Eskimos are always asking me where the party’s at. Normally I say out behind the fish cannery, but now I’m pretty much thinking it’s my yurt. I know last time everyone came over there were concerns about my yurt’s negative energy and that all the Burger King in my compost pile was attracting bears. But those days are over. I’ve embraced the space, and with the help of a little improvisational Feng Shui, my yurt is the jam. Never before has living off the grid been so tasty.
The first thing you’ll notice about my yurt is the improved ambiance. Notice how the natural lighting draws you in. It’s one of the most important sources of positive energy. It symbolizes joy and warmth, and chases away the voids left by darkness. And it was easy to do because those unsightly garbage bags on my roof were hiding gaping rot holes. You and the rest of the tent city council were right to suggest I weatherproof my portable canvas dwelling, but in this moment I think we can both agree that these tattered portholes let in a stunning amount of chi.
Speaking of stunning, remember how my yurt used to smell? Like a hot gym sock marinated in fish slurry? And you and the rest of the “yurt police” said you could smell it all the way from the drinking glacier? Well as you may have read in my weekly Yurt Alert, I’ve learned the importance of using plants to purify the air.
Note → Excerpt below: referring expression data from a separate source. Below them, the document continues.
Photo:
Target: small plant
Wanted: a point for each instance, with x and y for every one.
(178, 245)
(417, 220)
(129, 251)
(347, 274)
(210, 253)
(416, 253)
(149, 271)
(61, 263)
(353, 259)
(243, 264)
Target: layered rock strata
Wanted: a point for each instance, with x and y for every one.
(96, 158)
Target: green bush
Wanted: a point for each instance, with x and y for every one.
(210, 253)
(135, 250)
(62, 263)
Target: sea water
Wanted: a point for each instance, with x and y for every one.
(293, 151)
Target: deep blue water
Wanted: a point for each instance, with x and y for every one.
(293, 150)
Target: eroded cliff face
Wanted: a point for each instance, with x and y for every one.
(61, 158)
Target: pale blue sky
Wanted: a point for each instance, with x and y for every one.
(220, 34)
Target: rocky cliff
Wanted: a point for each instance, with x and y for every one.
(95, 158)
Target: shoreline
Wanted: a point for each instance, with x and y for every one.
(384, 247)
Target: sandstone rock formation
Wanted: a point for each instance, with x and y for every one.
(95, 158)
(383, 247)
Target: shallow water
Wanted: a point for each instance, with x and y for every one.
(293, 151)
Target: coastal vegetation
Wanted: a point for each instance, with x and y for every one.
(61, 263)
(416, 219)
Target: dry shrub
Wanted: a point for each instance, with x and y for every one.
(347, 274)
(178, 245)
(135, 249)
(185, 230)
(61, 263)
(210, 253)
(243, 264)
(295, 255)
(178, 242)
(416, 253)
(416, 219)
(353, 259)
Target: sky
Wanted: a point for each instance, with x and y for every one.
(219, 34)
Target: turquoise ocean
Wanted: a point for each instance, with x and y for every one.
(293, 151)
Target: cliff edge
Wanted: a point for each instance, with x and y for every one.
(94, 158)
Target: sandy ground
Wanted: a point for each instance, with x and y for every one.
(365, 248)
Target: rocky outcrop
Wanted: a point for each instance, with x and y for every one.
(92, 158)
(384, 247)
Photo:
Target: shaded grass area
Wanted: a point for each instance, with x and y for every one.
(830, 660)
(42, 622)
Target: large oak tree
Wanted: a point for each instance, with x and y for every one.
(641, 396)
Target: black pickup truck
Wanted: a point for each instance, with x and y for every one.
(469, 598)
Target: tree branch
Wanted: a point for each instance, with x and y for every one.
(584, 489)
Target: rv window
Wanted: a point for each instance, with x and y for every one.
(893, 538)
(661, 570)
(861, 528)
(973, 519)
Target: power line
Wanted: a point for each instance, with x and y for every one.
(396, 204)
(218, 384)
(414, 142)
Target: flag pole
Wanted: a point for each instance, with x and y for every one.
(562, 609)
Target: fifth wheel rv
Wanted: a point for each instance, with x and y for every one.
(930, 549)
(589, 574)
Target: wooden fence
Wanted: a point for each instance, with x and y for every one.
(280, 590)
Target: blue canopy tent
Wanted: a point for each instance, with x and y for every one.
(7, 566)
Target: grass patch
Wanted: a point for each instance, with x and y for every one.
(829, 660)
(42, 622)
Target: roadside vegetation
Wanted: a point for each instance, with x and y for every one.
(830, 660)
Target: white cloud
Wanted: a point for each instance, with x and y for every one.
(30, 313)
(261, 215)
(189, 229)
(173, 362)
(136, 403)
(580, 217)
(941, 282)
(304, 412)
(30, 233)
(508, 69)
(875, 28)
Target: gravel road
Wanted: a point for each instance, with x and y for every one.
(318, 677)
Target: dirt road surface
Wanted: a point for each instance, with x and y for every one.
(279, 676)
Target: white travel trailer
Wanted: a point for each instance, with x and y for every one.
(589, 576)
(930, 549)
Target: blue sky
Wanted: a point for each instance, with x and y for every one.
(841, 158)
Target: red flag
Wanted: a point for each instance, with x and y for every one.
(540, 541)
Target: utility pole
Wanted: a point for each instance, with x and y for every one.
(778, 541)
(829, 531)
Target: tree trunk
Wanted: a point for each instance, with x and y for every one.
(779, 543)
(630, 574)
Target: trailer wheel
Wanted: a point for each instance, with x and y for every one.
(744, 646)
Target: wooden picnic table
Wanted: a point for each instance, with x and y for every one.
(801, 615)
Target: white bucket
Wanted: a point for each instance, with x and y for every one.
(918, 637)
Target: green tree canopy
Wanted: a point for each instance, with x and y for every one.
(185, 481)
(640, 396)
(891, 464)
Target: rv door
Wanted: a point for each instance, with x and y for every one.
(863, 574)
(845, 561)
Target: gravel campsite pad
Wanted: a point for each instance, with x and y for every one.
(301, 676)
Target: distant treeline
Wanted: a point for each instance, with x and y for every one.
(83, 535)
I know of a meadow where wild roses bloom, whose petals I may sprinkle in little woven baskets throughout my yurt to improve air quality and aroma. But the meadow is super far, so until I get my second wind I’m spraying these Duraflames with Glade. It helps remove negative ions and occasionally conjures up visions of Chi Lin, the Chinese unicorn symbolizing good health. Other times it conjures up a cartoon version of my stepdad, which symbolizes transformation and shouting. I appreciate your look of concern, but Feng Shui teaches one to embrace the yin with the yang.
I see you’re noticing the flow of my yurt. Yes, it used to be quite a mess in here. “Like a literal manifestation of the Terrordome,” I think you were heard to remark. But as you can see, it is now the epitome of frugality. That’s because the great ancient Chinese science urges one to “clear out the clutter,” and imagine positive energy flowing through one’s yurt like water. Well, good news: because I didn’t move my yurt out of the flood plane this spring, like all the yurt jerks on the bluff were yelling at me to do, my circular tent with the comfort of a cabin succumbed to a deluge and took most of my possessions with it. So as you can see, my yurt couldn’t be more immaculate, and I can safely say, without the aid of visualization, that chi flows through my yurt with impassionate rage.
The few things I did save have been redistributed according to this Bagua Map I drew up to better harness my yurt’s energy. There are eight different sections, or guas, of my yurt. Over here is my career gua, where the energy from my unemployment checks is highest. And over here is my Abundance Gua, where I keep all my rations and a wealth vase, containing the very last of my treasured items. And this empty area here represents the past, where I used to keep the compost pile, before the bears got into it.
You’re enjoying my yurt, I can tell. Oh no, you’re vomiting in my wealth vase. No, it’s okay. That Glade sneaks up on you. Would you like to sit down? Perhaps on the laundry pile in my love gua? … No? … You have to be going? I understand. Can expect to see you at my yurtwarming this evening, say nine-ish? … You’ll be out behind the fish cannery? … No, I get it. A little yurt goes a long way.